Thursday, October 20, 2011

McDonaldization of The Music Industry


George Ritzer, is the great mind behind the term McDonaldization. It can be used to describe the functioning of different formal organizations, such as hospitals, shopping centers, or even universities. However, I’ve decided to look at the McDonaldization of the music industry.

There are four principles of a fast food restaurant that Ritzer discusses in his talk about McDonaldization are: efficiency, quantification and calculation, predictability, and control. All of there principles can be applied to the music industry and how, if you look close enough, it functions just like a McDonald’s.

The way that the music industry applies the principle of efficiency is as follows. They want to be able to make megabucks by selling their artists’ music, so they make sure that they music that they are producing is the most productive and appealing to their targeted audience. They offer the best music that they can offer to their consumer to satisfy their needs as they are their primary source of income, and if their productions were not efficient and sufficient then they wouldn’t have a job anymore. For example: the producers of an album know that the most efficient time to sell a Christmas album is more than likely to be around the holidays, and not during the summer, therefore they are being efficient in making sure that they don’t waste their resources.

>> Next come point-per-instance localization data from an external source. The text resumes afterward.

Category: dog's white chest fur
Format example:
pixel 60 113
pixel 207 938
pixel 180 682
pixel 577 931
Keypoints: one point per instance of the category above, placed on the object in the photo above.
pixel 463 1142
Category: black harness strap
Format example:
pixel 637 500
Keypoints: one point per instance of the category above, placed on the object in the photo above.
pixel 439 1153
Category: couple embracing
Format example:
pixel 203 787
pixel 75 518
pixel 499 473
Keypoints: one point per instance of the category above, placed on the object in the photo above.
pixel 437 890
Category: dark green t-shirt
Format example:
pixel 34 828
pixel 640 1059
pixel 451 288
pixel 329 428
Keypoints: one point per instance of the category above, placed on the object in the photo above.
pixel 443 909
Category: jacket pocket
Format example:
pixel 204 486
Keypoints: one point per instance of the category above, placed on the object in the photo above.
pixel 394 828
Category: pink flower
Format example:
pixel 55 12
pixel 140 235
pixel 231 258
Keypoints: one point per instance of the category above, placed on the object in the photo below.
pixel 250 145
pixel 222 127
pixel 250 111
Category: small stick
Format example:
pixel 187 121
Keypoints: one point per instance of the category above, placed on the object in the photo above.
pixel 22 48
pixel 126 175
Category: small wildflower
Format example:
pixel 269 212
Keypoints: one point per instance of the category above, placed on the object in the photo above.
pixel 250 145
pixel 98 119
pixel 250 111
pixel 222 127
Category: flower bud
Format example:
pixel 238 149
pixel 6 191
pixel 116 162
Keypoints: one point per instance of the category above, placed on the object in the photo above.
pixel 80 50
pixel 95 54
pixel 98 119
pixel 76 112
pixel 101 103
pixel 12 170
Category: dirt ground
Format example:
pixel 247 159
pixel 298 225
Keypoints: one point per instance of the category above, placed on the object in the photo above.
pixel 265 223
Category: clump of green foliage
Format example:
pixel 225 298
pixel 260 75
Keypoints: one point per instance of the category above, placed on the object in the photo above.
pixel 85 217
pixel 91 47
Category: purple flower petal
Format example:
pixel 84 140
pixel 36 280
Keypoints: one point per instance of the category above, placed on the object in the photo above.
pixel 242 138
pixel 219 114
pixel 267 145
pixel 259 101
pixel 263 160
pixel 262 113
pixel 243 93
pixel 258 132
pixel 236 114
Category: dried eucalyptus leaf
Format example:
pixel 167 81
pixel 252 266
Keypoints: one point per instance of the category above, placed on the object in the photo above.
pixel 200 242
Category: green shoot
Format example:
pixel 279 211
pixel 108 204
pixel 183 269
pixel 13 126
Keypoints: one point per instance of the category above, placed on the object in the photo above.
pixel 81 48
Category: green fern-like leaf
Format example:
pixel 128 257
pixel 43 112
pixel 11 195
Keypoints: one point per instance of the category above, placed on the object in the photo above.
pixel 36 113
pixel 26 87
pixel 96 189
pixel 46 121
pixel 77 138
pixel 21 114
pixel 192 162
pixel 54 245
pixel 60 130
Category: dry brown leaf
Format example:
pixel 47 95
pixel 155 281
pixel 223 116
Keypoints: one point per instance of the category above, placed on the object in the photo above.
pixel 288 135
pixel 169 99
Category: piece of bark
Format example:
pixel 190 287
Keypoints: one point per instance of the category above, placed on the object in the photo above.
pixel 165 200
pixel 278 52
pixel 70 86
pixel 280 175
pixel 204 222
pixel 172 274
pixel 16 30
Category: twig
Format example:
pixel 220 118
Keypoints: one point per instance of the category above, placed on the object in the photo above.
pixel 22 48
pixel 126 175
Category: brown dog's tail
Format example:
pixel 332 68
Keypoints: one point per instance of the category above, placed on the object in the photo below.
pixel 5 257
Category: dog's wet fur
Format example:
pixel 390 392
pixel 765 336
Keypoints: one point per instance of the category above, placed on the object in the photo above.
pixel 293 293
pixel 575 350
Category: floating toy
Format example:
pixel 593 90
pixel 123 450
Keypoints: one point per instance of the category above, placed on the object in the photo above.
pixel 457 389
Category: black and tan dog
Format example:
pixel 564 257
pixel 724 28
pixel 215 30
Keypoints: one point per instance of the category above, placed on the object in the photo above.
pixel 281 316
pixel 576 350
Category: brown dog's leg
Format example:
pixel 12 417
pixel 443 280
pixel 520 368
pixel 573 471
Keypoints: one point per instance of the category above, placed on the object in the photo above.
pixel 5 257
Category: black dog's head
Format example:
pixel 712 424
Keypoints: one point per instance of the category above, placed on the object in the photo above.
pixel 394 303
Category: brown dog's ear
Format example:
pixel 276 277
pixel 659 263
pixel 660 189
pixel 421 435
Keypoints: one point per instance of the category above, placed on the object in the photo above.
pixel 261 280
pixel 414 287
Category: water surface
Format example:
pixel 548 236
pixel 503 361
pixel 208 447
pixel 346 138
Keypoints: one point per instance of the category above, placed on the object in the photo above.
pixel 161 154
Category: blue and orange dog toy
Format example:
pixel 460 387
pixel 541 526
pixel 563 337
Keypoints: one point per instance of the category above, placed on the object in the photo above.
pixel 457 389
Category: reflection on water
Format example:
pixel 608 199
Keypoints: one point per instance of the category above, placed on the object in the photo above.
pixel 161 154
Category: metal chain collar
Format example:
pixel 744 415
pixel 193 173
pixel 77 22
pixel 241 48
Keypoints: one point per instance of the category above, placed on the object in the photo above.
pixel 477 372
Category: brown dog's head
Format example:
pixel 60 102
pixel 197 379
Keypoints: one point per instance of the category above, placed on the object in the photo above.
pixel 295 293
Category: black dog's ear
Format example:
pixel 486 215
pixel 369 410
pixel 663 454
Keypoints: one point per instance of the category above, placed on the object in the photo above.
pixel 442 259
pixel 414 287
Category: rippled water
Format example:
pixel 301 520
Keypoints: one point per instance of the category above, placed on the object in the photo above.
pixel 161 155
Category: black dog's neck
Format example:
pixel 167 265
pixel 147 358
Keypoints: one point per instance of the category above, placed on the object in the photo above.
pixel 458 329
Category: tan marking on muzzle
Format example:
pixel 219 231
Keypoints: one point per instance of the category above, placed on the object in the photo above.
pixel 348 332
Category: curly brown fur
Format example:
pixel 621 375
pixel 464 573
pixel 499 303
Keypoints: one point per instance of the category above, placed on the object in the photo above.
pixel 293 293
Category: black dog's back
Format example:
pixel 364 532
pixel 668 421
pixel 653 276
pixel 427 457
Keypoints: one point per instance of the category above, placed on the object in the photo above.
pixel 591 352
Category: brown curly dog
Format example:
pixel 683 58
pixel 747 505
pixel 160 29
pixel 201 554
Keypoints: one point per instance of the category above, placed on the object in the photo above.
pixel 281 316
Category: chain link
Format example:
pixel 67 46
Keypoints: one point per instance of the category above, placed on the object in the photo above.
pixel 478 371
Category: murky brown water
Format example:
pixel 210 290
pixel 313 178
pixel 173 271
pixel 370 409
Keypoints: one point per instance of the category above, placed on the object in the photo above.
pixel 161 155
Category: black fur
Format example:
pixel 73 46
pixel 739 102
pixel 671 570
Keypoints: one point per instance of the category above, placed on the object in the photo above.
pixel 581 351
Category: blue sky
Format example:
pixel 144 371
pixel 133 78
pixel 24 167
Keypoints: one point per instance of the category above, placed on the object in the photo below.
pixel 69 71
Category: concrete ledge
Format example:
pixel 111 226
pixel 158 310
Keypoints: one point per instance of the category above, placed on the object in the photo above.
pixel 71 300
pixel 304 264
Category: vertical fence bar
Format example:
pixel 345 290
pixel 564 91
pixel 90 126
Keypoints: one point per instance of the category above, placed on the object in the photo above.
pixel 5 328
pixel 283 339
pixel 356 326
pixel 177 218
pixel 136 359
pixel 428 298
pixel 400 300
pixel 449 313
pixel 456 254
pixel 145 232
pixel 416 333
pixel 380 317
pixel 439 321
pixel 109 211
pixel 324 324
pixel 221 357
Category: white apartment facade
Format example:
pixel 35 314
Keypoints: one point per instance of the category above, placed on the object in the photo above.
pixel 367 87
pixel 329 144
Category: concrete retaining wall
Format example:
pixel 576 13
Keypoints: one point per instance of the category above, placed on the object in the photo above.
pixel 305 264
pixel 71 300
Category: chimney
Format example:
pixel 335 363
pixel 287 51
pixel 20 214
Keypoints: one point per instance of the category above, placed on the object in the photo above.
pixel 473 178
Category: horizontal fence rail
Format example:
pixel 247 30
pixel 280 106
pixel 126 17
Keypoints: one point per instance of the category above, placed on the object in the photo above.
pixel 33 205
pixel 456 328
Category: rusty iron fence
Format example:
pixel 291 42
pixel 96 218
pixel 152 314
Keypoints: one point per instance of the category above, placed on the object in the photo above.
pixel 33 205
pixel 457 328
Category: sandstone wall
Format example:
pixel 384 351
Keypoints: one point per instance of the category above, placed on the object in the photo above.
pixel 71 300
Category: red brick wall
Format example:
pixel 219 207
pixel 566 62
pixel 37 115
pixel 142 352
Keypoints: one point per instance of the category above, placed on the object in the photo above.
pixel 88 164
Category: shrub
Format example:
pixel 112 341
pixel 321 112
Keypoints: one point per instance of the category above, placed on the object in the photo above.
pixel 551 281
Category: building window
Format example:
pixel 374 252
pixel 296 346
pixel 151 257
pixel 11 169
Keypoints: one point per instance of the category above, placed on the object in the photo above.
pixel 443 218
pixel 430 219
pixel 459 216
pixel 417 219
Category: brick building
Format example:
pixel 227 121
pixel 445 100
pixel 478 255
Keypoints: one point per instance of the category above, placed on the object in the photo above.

Next on the principle list comes quantification and calculation. This particular principle is applicable to several different aspects of the music industry. The notion that more is better can be viewed two different ways, and in both be seen as ways of quantification. The first way is by looking at the number of albums they sell, and subsidiary to that all the other merchandize they come up with. To the consumer they get more for their money when they buy the album on iTunes. If they didn’t know about the extra material online and actually bought the actual CD first then they will have to buy the whole album again in order to get the material, thus the music industry gets more. The second way of looking at this principles is can be looked at as quantity over quality. There are numerous artists in the industry, and a majority of them are very similar. At one point Christina Aguilera, Britney Spears, and Jessica Simpson were all very similar. As if they were mass-produced artists, thus more of the same artists as opposed to a few really gifted ones.




Predictability. When thinking about the music industry it is pretty predictable when it comes to what you get from it. It starts off with a lot of promotion for a new artist, after that comes a first single, the album is released, maybe a couple more singles, that artists is an opening act for a while, they get their own tour, and work on their second album begins. Or at least something along those lines when an artist is actually signed to a label. As consumers we know that the most popular songs usually come out during the summer, and that’s when we expect the artists to come out with the best that they’ve got. We know what to expect from a boy band (though not many good ones exist nowadays), what BeyoncĂ© is going to sound like, and what country music is like. It’s the way the industry functions that makes it predictable in a good way.

Last but not least comes the principle of control. This is where the music industry actually regulates what comes out of it and how that goes about happening. They make sure everyone is doing their particular job to the best of their abilities. Everyone does what they need to do in order for the organization to function properly, and if one person makes a mistake it can result in failure.

McDonaldization can be seen everywhere in society and the music industry is no exception. Question is, how much more can society take of it?